The Mobile Web is all the rage these days. A website isn't cool unless it is “mobile friendly.” Companies are called upon to develop a “mobile strategy.” There is an app for that is the new tag-line, even though Drupal had it first. And the calls for Drupal to “be more mobile” and to have “mobile support out of the box” are increasingly loud.
But what does that mean? In practice, nothing. “Going mobile” is the new-age version of “your company needs to be on The Interwebs” from the ‘90s, and it has as much practical value. OK, mobile is well and good, but if we don't know what it means, how can we achieve it?
The problem is that “mobile” means a great many things, not all related. Traditionally, mobile meant support for devices with very small screens and very slow data connections and browsers that are slightly more powerful than Lynx (a popular text-only console browser from the early ‘90s). Of course, that simplistic view of the market was never really accurate to begin with.
Today's computing market is almost frighteningly heterogeneous. All of those attributes of “mobile” exist, but not together. The majority of smartphones in the wild today have data connections that exceed the bandwidth of low-end DSL landline connections, yet have terrible latency. Meanwhile, even large-screen laptops are frequently connected to over-burdened hotel or airport WiFi connections slower than the smartphone sitting next to them.

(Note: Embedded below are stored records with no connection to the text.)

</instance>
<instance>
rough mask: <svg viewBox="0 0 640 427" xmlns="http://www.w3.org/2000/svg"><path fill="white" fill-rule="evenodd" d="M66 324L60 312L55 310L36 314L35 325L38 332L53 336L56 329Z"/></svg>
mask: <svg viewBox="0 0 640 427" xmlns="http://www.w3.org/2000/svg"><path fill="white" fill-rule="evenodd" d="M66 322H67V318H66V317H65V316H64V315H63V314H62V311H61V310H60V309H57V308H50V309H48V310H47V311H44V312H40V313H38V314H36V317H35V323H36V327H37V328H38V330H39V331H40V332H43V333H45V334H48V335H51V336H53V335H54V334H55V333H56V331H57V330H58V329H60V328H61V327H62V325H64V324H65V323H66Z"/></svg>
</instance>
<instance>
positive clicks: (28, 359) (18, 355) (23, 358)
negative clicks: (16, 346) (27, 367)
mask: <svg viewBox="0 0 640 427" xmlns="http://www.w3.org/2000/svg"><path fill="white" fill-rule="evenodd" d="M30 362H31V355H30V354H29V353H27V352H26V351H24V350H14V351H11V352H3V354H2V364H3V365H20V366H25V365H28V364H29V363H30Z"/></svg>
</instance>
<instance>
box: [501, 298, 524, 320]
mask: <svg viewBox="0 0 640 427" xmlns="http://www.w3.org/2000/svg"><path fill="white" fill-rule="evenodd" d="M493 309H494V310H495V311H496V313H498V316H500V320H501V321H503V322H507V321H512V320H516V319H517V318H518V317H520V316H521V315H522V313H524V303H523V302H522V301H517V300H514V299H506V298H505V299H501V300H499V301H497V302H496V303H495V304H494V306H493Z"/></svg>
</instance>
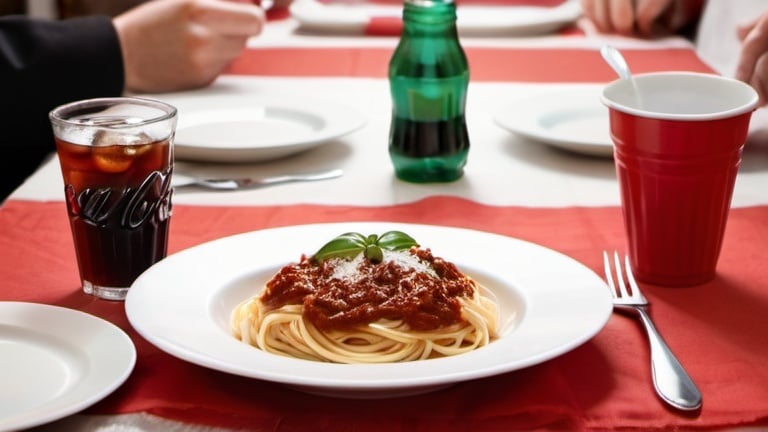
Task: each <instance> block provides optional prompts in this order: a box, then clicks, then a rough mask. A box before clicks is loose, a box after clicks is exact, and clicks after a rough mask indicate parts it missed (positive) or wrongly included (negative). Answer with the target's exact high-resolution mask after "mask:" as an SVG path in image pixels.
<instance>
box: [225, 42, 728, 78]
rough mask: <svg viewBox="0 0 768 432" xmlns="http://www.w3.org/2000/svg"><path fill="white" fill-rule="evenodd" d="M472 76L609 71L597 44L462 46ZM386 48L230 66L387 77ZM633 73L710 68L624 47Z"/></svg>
mask: <svg viewBox="0 0 768 432" xmlns="http://www.w3.org/2000/svg"><path fill="white" fill-rule="evenodd" d="M464 50H465V51H466V53H467V60H468V61H469V69H470V76H471V78H470V79H471V80H472V81H473V82H479V81H521V82H538V83H553V82H556V83H566V82H609V81H612V80H614V79H616V72H614V71H613V70H612V69H611V68H610V67H608V65H606V64H605V61H604V60H603V59H602V57H600V53H599V51H598V50H596V49H593V48H592V49H579V48H570V49H564V48H551V49H547V48H479V47H465V48H464ZM392 51H393V49H391V48H371V47H364V48H363V47H358V48H349V47H337V48H325V47H316V48H312V49H307V48H301V47H295V48H285V47H281V48H258V49H249V50H247V51H245V52H244V53H243V54H242V55H241V56H240V57H239V58H238V59H237V60H235V61H234V62H233V63H232V64H231V65H230V67H229V69H228V73H231V74H236V75H266V76H281V77H296V76H319V77H345V76H353V77H367V78H386V76H387V65H388V64H389V59H390V58H391V57H392ZM622 53H623V54H624V56H625V57H626V59H627V62H628V63H629V64H630V65H631V67H632V72H633V73H645V72H657V71H662V70H680V71H695V72H713V70H712V69H711V68H710V67H709V66H707V65H706V64H704V63H703V62H702V61H701V59H699V58H698V57H697V56H696V53H695V52H694V51H693V50H691V49H688V48H665V49H624V50H622Z"/></svg>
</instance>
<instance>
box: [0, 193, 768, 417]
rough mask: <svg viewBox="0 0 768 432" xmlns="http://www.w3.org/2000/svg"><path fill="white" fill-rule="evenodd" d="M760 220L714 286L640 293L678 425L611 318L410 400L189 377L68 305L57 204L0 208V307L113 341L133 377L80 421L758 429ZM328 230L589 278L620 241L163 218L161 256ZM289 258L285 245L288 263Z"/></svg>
mask: <svg viewBox="0 0 768 432" xmlns="http://www.w3.org/2000/svg"><path fill="white" fill-rule="evenodd" d="M766 219H768V206H761V207H753V208H739V209H734V210H732V211H731V215H730V219H729V222H728V228H727V231H726V238H725V242H724V245H723V252H722V255H721V257H720V262H719V266H718V276H717V278H716V279H715V280H714V281H712V282H710V283H707V284H704V285H701V286H697V287H692V288H683V289H681V288H674V289H670V288H661V287H654V286H647V285H645V286H643V289H644V291H645V292H646V295H647V297H649V299H650V300H651V302H652V303H653V305H652V309H651V313H652V315H653V316H654V318H655V320H656V324H657V326H658V327H659V329H660V331H661V332H662V333H663V334H664V336H665V338H666V340H667V342H668V343H669V344H670V345H671V346H672V347H673V350H674V351H675V352H676V354H677V356H678V357H679V358H680V360H681V362H682V363H683V364H684V365H685V367H686V368H687V369H688V372H689V373H690V374H691V376H692V377H693V379H694V380H695V381H696V382H697V384H698V386H699V387H700V389H701V390H702V392H703V394H704V406H703V408H702V410H701V412H698V413H694V414H692V415H680V414H679V413H677V412H674V411H673V410H669V409H667V408H666V407H665V406H664V405H663V404H662V403H661V402H660V401H659V400H658V398H656V397H655V395H654V393H653V387H652V385H651V380H650V373H651V371H650V366H649V362H648V348H647V347H648V345H647V340H646V338H645V335H644V334H643V333H642V330H641V329H640V326H639V325H638V324H637V322H635V320H634V319H632V318H628V317H624V316H614V317H612V318H611V319H610V320H609V322H608V324H607V325H606V327H605V328H604V329H603V330H602V331H601V332H600V333H599V334H598V335H597V336H595V337H594V338H593V339H592V340H590V341H589V342H587V343H585V344H584V345H582V346H581V347H579V348H576V349H574V350H573V351H571V352H569V353H566V354H565V355H562V356H560V357H557V358H555V359H553V360H550V361H548V362H545V363H542V364H539V365H536V366H533V367H529V368H526V369H524V370H520V371H517V372H512V373H507V374H503V375H500V376H496V377H491V378H487V379H479V380H474V381H470V382H465V383H461V384H457V385H455V386H453V387H450V388H447V389H444V390H440V391H437V392H434V393H430V394H427V395H423V396H416V397H403V398H394V399H385V400H375V401H369V400H339V399H331V398H325V397H320V396H313V395H308V394H303V393H300V392H297V391H294V390H291V389H289V388H286V387H284V386H282V385H278V384H272V383H268V382H264V381H259V380H254V379H247V378H242V377H238V376H233V375H229V374H226V373H221V372H216V371H213V370H209V369H206V368H202V367H199V366H195V365H192V364H190V363H187V362H184V361H182V360H179V359H176V358H175V357H172V356H170V355H168V354H165V353H164V352H162V351H160V350H158V349H157V348H155V347H154V346H152V345H150V344H149V343H148V342H147V341H146V340H144V339H143V338H141V337H140V336H139V335H138V334H136V332H135V331H133V329H132V328H131V326H130V324H129V323H128V321H127V318H126V316H125V312H124V308H123V304H122V303H120V302H108V301H103V300H96V299H94V298H92V297H89V296H86V295H84V294H82V293H81V292H80V290H79V288H78V282H77V269H76V265H75V263H74V253H73V252H72V244H71V238H70V233H69V228H68V223H67V217H66V210H65V208H64V204H63V203H39V202H26V201H16V200H11V201H8V202H6V204H5V205H4V206H2V207H0V226H2V227H3V229H2V230H0V262H2V266H0V280H2V285H1V286H0V300H19V301H32V302H42V303H50V304H56V305H61V306H66V307H71V308H76V309H79V310H83V311H85V312H89V313H92V314H94V315H97V316H101V317H104V318H106V319H108V320H110V321H112V322H114V323H115V324H117V325H118V326H120V327H121V328H123V329H124V330H126V331H127V332H128V333H129V335H130V336H131V338H132V340H133V341H134V343H135V344H136V347H137V351H138V360H137V363H136V368H135V369H134V371H133V373H132V375H131V376H130V378H129V379H128V381H127V382H126V383H125V384H124V385H122V386H121V387H120V388H119V389H118V390H117V391H115V392H114V393H113V394H112V395H110V396H109V397H107V398H106V399H105V400H103V401H102V402H100V403H98V404H96V405H95V406H93V407H92V408H90V409H88V410H87V412H88V413H90V414H115V413H127V412H149V413H154V414H157V415H160V416H164V417H168V418H172V419H176V420H181V421H186V422H197V423H202V424H208V425H216V426H224V427H233V428H246V429H248V430H278V429H279V430H285V431H299V430H318V431H322V430H334V431H337V430H365V431H371V432H378V431H382V432H383V431H393V430H419V431H463V430H531V429H538V428H551V429H558V430H560V429H561V430H586V429H596V430H602V429H621V428H624V429H641V430H678V429H711V428H728V427H729V426H730V427H733V426H738V427H745V426H750V425H759V424H763V425H764V424H765V422H766V421H768V377H766V376H765V375H761V374H754V371H756V370H761V368H763V367H764V362H765V359H766V358H768V340H767V339H766V336H765V329H766V328H768V314H766V313H765V311H766V310H768V291H767V290H766V289H765V287H766V286H768V272H766V271H765V267H764V261H765V260H764V256H765V251H764V245H765V244H767V243H768V224H766V223H765V220H766ZM343 221H393V222H411V223H430V224H436V225H445V226H460V227H466V228H474V229H478V230H483V231H490V232H495V233H499V234H503V235H509V236H513V237H517V238H521V239H524V240H529V241H533V242H536V243H539V244H542V245H544V246H547V247H550V248H553V249H555V250H558V251H560V252H562V253H565V254H567V255H569V256H571V257H573V258H574V259H577V260H579V261H581V262H582V263H584V264H585V265H587V266H588V267H590V268H591V269H593V270H594V271H596V272H598V273H601V272H602V270H601V268H602V261H601V252H602V250H603V249H604V248H607V249H618V250H623V249H624V238H625V237H624V230H623V227H622V219H621V210H620V209H619V208H618V207H608V208H562V209H552V208H549V209H537V208H525V207H496V206H487V205H481V204H477V203H474V202H471V201H467V200H464V199H460V198H453V197H433V198H428V199H424V200H421V201H418V202H413V203H408V204H401V205H395V206H386V207H359V206H319V205H293V206H280V207H269V206H267V207H229V208H228V207H199V206H176V207H175V208H174V214H173V219H172V222H171V247H170V249H171V251H178V250H180V249H183V248H187V247H190V246H194V245H196V244H200V243H201V242H204V241H207V240H212V239H215V238H219V237H221V236H225V235H230V234H236V233H240V232H245V231H251V230H255V229H262V228H267V227H275V226H289V225H293V224H305V223H318V222H343ZM302 252H306V251H302V250H301V246H300V245H298V244H297V252H296V253H297V257H298V255H299V254H300V253H302ZM435 252H436V253H437V252H439V251H435ZM496 253H504V251H496ZM446 258H447V259H450V257H446ZM556 270H557V269H553V271H556ZM158 289H162V287H158ZM167 318H168V319H169V320H173V316H169V317H167ZM552 325H554V326H556V325H557V323H556V322H553V323H552ZM745 376H748V377H750V379H744V377H745Z"/></svg>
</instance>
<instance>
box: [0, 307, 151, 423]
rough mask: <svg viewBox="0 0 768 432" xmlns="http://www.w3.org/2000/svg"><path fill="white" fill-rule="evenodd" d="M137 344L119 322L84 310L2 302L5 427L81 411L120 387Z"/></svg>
mask: <svg viewBox="0 0 768 432" xmlns="http://www.w3.org/2000/svg"><path fill="white" fill-rule="evenodd" d="M135 363H136V349H135V348H134V346H133V343H132V342H131V339H130V338H129V337H128V335H127V334H125V333H124V332H123V331H122V330H121V329H119V328H118V327H116V326H115V325H114V324H112V323H110V322H107V321H105V320H103V319H101V318H97V317H95V316H93V315H89V314H86V313H84V312H80V311H76V310H73V309H67V308H63V307H59V306H51V305H44V304H37V303H24V302H0V383H2V384H1V385H0V430H15V429H23V428H29V427H32V426H37V425H41V424H43V423H47V422H50V421H53V420H57V419H60V418H62V417H65V416H67V415H70V414H74V413H76V412H78V411H81V410H83V409H85V408H87V407H89V406H90V405H93V404H94V403H96V402H98V401H99V400H101V399H103V398H104V397H106V396H107V395H109V394H110V393H112V392H113V391H114V390H115V389H116V388H117V387H119V386H120V385H121V384H122V383H123V382H125V380H126V379H127V378H128V376H129V375H130V374H131V371H132V370H133V366H134V364H135Z"/></svg>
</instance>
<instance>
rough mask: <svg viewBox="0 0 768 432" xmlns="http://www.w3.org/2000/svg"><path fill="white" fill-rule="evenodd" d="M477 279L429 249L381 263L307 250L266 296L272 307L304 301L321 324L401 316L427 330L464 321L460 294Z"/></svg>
mask: <svg viewBox="0 0 768 432" xmlns="http://www.w3.org/2000/svg"><path fill="white" fill-rule="evenodd" d="M475 289H476V287H475V283H474V282H473V281H472V280H471V279H470V278H468V277H467V276H465V275H464V274H463V273H461V272H460V271H459V269H458V268H457V267H456V266H455V265H454V264H453V263H450V262H448V261H445V260H444V259H442V258H439V257H435V256H433V255H432V252H431V251H430V250H429V249H420V248H418V247H412V248H411V249H410V250H408V251H399V252H389V251H388V252H387V253H385V255H384V259H383V260H382V261H381V262H379V263H372V262H371V261H369V260H367V259H365V258H364V257H363V256H362V255H359V256H358V257H357V258H355V259H353V260H348V259H342V258H338V259H329V260H325V261H323V262H320V263H316V262H313V261H312V260H311V259H309V258H307V257H306V256H302V257H301V260H300V261H299V262H298V263H294V264H289V265H287V266H285V267H283V268H282V269H281V270H280V271H279V272H278V273H277V274H276V275H275V276H274V277H273V278H272V279H271V280H270V281H269V282H268V283H267V287H266V290H265V291H264V293H263V294H262V297H261V300H262V302H263V304H264V305H265V306H266V307H267V308H269V309H277V308H280V307H282V306H284V305H288V304H301V305H302V306H303V313H304V316H305V317H306V318H307V319H308V320H309V321H310V322H311V323H312V324H314V325H315V326H316V327H317V328H319V329H322V330H333V329H337V330H343V329H349V328H352V327H356V326H360V325H365V324H370V323H373V322H377V321H379V320H402V321H403V322H404V323H405V324H406V325H408V327H409V328H410V329H411V330H415V331H426V330H435V329H438V328H442V327H446V326H449V325H451V324H456V323H461V322H463V319H462V317H461V305H460V303H459V301H458V298H459V297H472V296H473V294H474V291H475Z"/></svg>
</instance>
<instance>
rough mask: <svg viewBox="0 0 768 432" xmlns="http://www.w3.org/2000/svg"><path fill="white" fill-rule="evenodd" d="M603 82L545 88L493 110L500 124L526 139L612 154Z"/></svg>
mask: <svg viewBox="0 0 768 432" xmlns="http://www.w3.org/2000/svg"><path fill="white" fill-rule="evenodd" d="M601 91H602V86H594V87H593V86H587V87H573V88H564V89H556V90H555V89H547V91H544V92H541V93H540V94H537V95H535V96H531V97H526V98H521V99H518V100H515V101H511V102H510V103H509V104H508V105H507V106H506V107H505V108H504V109H502V110H501V111H499V112H498V113H496V115H495V120H496V123H498V124H499V126H501V127H503V128H504V129H507V130H509V131H510V132H513V133H515V134H517V135H520V136H523V137H526V138H528V139H531V140H534V141H537V142H542V143H545V144H549V145H552V146H555V147H559V148H561V149H564V150H568V151H571V152H575V153H581V154H587V155H591V156H603V157H611V156H613V143H612V142H611V137H610V128H609V122H608V108H606V107H605V106H604V105H603V104H602V102H600V93H601Z"/></svg>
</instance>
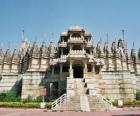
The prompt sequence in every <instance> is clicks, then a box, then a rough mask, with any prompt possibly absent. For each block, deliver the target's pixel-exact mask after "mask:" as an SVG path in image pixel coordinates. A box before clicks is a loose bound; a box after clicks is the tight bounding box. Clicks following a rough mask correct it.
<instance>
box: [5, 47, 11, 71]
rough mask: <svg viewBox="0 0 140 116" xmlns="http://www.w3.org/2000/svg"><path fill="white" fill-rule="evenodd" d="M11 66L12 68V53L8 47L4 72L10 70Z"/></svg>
mask: <svg viewBox="0 0 140 116" xmlns="http://www.w3.org/2000/svg"><path fill="white" fill-rule="evenodd" d="M10 68H11V54H10V50H9V49H7V50H6V53H5V55H4V64H3V72H4V73H7V72H10Z"/></svg>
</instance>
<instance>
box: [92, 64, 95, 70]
mask: <svg viewBox="0 0 140 116" xmlns="http://www.w3.org/2000/svg"><path fill="white" fill-rule="evenodd" d="M92 72H95V65H94V64H92Z"/></svg>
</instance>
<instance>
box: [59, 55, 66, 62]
mask: <svg viewBox="0 0 140 116" xmlns="http://www.w3.org/2000/svg"><path fill="white" fill-rule="evenodd" d="M67 57H68V55H61V56H60V59H59V62H66V60H67Z"/></svg>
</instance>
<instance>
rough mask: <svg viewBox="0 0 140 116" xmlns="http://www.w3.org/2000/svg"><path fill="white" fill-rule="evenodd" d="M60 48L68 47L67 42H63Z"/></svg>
mask: <svg viewBox="0 0 140 116" xmlns="http://www.w3.org/2000/svg"><path fill="white" fill-rule="evenodd" d="M59 47H67V42H61V43H59Z"/></svg>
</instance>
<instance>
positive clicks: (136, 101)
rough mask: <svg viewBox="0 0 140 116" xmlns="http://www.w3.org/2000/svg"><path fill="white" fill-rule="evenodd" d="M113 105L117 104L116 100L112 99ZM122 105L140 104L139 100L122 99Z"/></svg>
mask: <svg viewBox="0 0 140 116" xmlns="http://www.w3.org/2000/svg"><path fill="white" fill-rule="evenodd" d="M112 104H113V105H114V106H117V105H118V100H114V101H112ZM123 105H140V100H123Z"/></svg>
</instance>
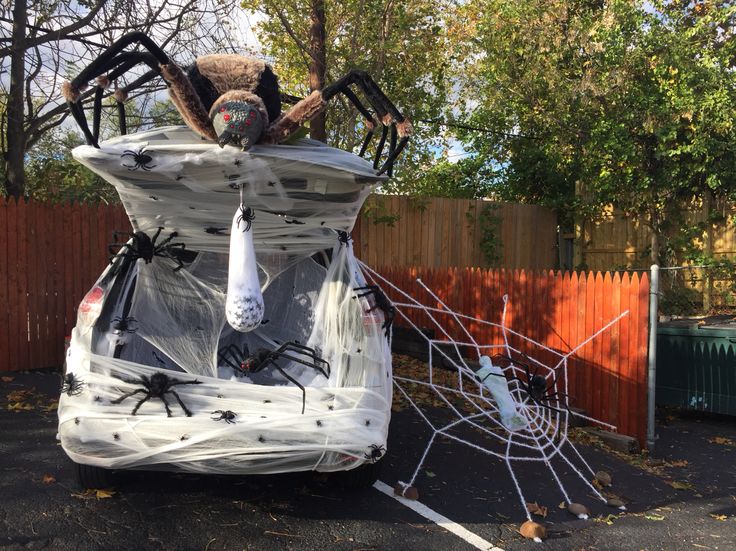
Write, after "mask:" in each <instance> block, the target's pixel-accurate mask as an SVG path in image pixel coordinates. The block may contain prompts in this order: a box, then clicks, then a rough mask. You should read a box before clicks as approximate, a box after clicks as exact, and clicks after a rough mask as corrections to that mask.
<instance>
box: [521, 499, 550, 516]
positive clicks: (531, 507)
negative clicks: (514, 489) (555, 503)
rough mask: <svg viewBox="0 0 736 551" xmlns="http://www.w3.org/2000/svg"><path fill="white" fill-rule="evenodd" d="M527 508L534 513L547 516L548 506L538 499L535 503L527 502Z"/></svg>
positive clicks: (527, 509) (542, 515)
mask: <svg viewBox="0 0 736 551" xmlns="http://www.w3.org/2000/svg"><path fill="white" fill-rule="evenodd" d="M526 510H527V511H529V512H530V513H531V514H533V515H539V516H540V517H545V518H546V517H547V508H546V507H545V506H544V505H539V504H538V503H537V502H536V501H535V502H534V503H527V504H526Z"/></svg>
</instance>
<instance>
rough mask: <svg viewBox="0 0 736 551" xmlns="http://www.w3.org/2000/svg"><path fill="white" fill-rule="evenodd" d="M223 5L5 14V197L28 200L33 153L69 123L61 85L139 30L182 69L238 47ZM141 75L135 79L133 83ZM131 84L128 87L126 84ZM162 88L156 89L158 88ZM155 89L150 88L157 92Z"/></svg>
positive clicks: (130, 79) (31, 2)
mask: <svg viewBox="0 0 736 551" xmlns="http://www.w3.org/2000/svg"><path fill="white" fill-rule="evenodd" d="M229 10H230V8H229V7H227V6H226V5H225V4H224V3H221V2H219V1H218V0H206V1H198V0H161V1H154V0H108V1H106V0H86V1H72V0H58V1H54V2H47V1H43V0H29V1H23V2H18V1H16V2H15V3H14V4H13V5H12V8H11V5H10V3H3V4H2V5H1V6H0V22H1V23H0V71H3V72H7V71H8V67H9V71H10V79H9V81H6V80H5V79H0V93H2V95H3V96H4V97H5V98H6V104H5V109H4V111H3V113H2V115H3V116H2V118H1V119H0V135H1V138H2V141H0V149H2V152H3V157H2V167H0V168H1V169H2V170H1V171H0V172H2V174H3V175H4V179H5V182H4V184H5V192H6V193H7V194H9V195H13V196H16V197H20V196H21V195H23V194H24V192H25V173H24V170H23V167H24V162H25V158H26V153H27V151H28V150H29V149H30V148H32V147H33V146H34V144H36V143H37V142H38V141H39V140H40V139H41V138H42V137H43V136H44V135H45V134H46V133H47V132H49V131H51V130H53V129H54V128H56V127H58V126H59V125H60V124H62V122H63V121H64V120H65V118H66V117H67V115H68V111H67V108H66V105H64V104H63V102H62V101H61V100H60V99H59V98H60V93H59V88H60V84H61V81H62V80H63V79H65V78H68V77H70V76H73V74H75V73H76V72H78V71H79V70H80V69H81V68H82V67H83V66H84V65H86V64H87V63H89V61H90V60H92V59H93V58H95V57H97V56H98V55H99V53H100V52H101V51H102V50H104V49H105V48H106V47H107V46H109V45H110V44H111V43H112V42H113V41H114V40H115V39H117V38H119V37H120V36H121V35H123V34H125V33H126V32H129V31H131V30H133V29H135V30H142V31H144V32H146V33H148V34H150V35H151V36H152V37H153V38H154V39H155V40H156V41H157V42H159V44H161V45H162V47H164V48H165V49H166V51H167V52H168V53H170V54H171V55H172V57H173V58H174V59H177V60H178V61H186V60H187V58H190V59H191V57H192V56H196V55H198V54H199V53H204V52H215V51H222V50H223V49H226V48H228V47H231V44H230V41H229V39H228V34H227V29H226V28H225V27H224V26H223V24H222V23H221V21H222V20H226V19H227V18H226V17H224V16H225V15H227V13H229ZM139 74H140V72H137V73H136V72H135V71H133V73H132V76H131V79H129V80H128V81H127V82H130V80H132V79H133V78H135V75H139ZM124 82H125V81H124ZM155 86H159V88H160V87H161V86H160V83H154V84H152V87H155ZM152 87H148V88H147V91H150V90H151V89H152ZM141 111H143V112H145V109H141Z"/></svg>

Smartphone screens can be found in sizes anywhere from 2.5" square to 4.3" rectangular. Above that is the tablet market, with screen sizes ranging from 5" to 10" butting up against smaller laptops like the MacBook Air. Over-laying those are netbooks, which have wide-but-thin screens of various sizes with keyboards of hit-or-miss quality. And all of those could be on super-fast Wireless-N networks that put the cable modems of only a few years ago to shame. And let us not forget the browser capabilities on the various mobile operating systems: Mac OS, Windows, Windows Mobile, webOS, iOS, Android, and market-leaders RIM and Symbian: All have different capabilities, even if they use the same underlying engine.